From e46efb63e37b7a8f22813eff18b1e4de3c349b17 Mon Sep 17 00:00:00 2001
From: David Rohr <drohr@jwdt.org>
Date: Fri, 29 Aug 2025 18:30:18 +0200
Subject: [PATCH] GPU Workflow: Pop next tf from completion policy queue only
 when actually running and add sanity checks

---
 .../Global/GPUChainTrackingClusterizer.cxx         |  3 +++
 GPU/Workflow/src/GPUWorkflowPipeline.cxx           | 14 +++++++++-----
 2 files changed, 12 insertions(+), 5 deletions(-)
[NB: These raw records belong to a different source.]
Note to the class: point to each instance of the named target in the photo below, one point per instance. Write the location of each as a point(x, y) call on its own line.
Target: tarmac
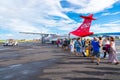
point(33, 61)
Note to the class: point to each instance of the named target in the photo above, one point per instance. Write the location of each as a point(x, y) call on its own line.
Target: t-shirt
point(95, 46)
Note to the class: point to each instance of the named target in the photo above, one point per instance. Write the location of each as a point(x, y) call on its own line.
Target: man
point(96, 50)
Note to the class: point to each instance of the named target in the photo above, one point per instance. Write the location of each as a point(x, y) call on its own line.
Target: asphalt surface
point(34, 61)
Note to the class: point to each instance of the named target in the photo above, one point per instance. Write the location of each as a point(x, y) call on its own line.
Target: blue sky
point(56, 16)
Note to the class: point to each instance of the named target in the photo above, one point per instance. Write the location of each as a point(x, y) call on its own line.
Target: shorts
point(97, 54)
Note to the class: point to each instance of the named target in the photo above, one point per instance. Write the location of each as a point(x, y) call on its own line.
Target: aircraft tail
point(83, 29)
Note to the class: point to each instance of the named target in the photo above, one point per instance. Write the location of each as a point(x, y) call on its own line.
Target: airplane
point(46, 36)
point(83, 29)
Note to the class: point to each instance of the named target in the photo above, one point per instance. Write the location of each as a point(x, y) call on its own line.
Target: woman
point(113, 54)
point(77, 46)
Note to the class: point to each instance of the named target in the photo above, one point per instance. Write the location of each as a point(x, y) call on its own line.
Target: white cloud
point(35, 15)
point(108, 27)
point(106, 14)
point(91, 6)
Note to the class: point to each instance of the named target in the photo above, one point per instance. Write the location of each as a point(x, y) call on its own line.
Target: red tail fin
point(84, 28)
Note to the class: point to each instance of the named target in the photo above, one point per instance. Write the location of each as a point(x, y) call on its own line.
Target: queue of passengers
point(92, 48)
diff --git a/GPU/GPUTracking/Global/GPUChainTrackingClusterizer.cxx b/GPU/GPUTracking/Global/GPUChainTrackingClusterizer.cxx
index 846df352d3a34..c92049b040c46 100644
--- a/GPU/GPUTracking/Global/GPUChainTrackingClusterizer.cxx
+++ b/GPU/GPUTracking/Global/GPUChainTrackingClusterizer.cxx
@@ -751,6 +751,9 @@ int32_t GPUChainTracking::RunTPCClusterizer(bool synchronizeOutput)
   if (buildNativeGPU) {
     AllocateRegisteredMemory(mInputsHost->mResourceClusterNativeBuffer);
   }
+  if (mWaitForFinalInputs && GetProcessingSettings().nTPCClustererLanes > 6) {
+    GPUFatal("ERROR, mWaitForFinalInputs cannot be called with nTPCClustererLanes > 6");
+  }
   if (buildNativeHost && !(buildNativeGPU && GetProcessingSettings().delayedOutput)) {
     if (mWaitForFinalInputs) {
       GPUFatal("Cannot use waitForFinalInput callback without delayed output");
diff --git a/GPU/Workflow/src/GPUWorkflowPipeline.cxx b/GPU/Workflow/src/GPUWorkflowPipeline.cxx
index a09fdac988d1a..8867b6c336f97 100644
--- a/GPU/Workflow/src/GPUWorkflowPipeline.cxx
+++ b/GPU/Workflow/src/GPUWorkflowPipeline.cxx
@@ -66,11 +66,7 @@ void GPURecoWorkflowSpec::initPipeline(o2::framework::InitContext& ic)
     mPolicyOrder = [this](o2::framework::DataProcessingHeader::StartTime timeslice) {
       std::unique_lock lk(mPipeline->completionPolicyMutex);
       mPipeline->completionPolicyNotify.wait(lk, [pipeline = mPipeline.get()] { return pipeline->pipelineSenderTerminating || !pipeline->completionPolicyQueue.empty(); });
-      if (mPipeline->completionPolicyQueue.front() == timeslice) {
-        mPipeline->completionPolicyQueue.pop();
-        return true;
-      }
-      return false;
+      return !mPipeline->completionPolicyQueue.empty() && mPipeline->completionPolicyQueue.front() == timeslice;
     };
     mPipeline->receiveThread = std::thread([this]() { RunReceiveThread(); });
     for (uint32_t i = 0; i < mPipeline->workers.size(); i++) {
@@ -175,6 +171,14 @@ int32_t GPURecoWorkflowSpec::handlePipeline(ProcessingContext& pc, GPUTrackingIn
     tpcZSmeta = std::move(context->tpcZSmeta);
     tpcZS = context->tpcZS;
     ptrs.tpcZS = &tpcZS;
+
+    {
+      std::lock_guard lk(mPipeline->completionPolicyMutex);
+      if (mPipeline->completionPolicyQueue.empty() || mPipeline->completionPolicyQueue.front() != tinfo.timeslice) {
+        LOG(fatal) << "Time frame processed does not equal the timeframe at the top of the queue, time frames seem out of sync";
+      }
+      mPipeline->completionPolicyQueue.pop();
+    }
   }
   if (mSpecConfig.enableDoublePipeline == 2) {
     auto prepareDummyMessage = pc.outputs().make<DataAllocator::UninitializedVector<char>>(Output{gDataOriginGPU, "PIPELINEPREPARE", 0}, 0u);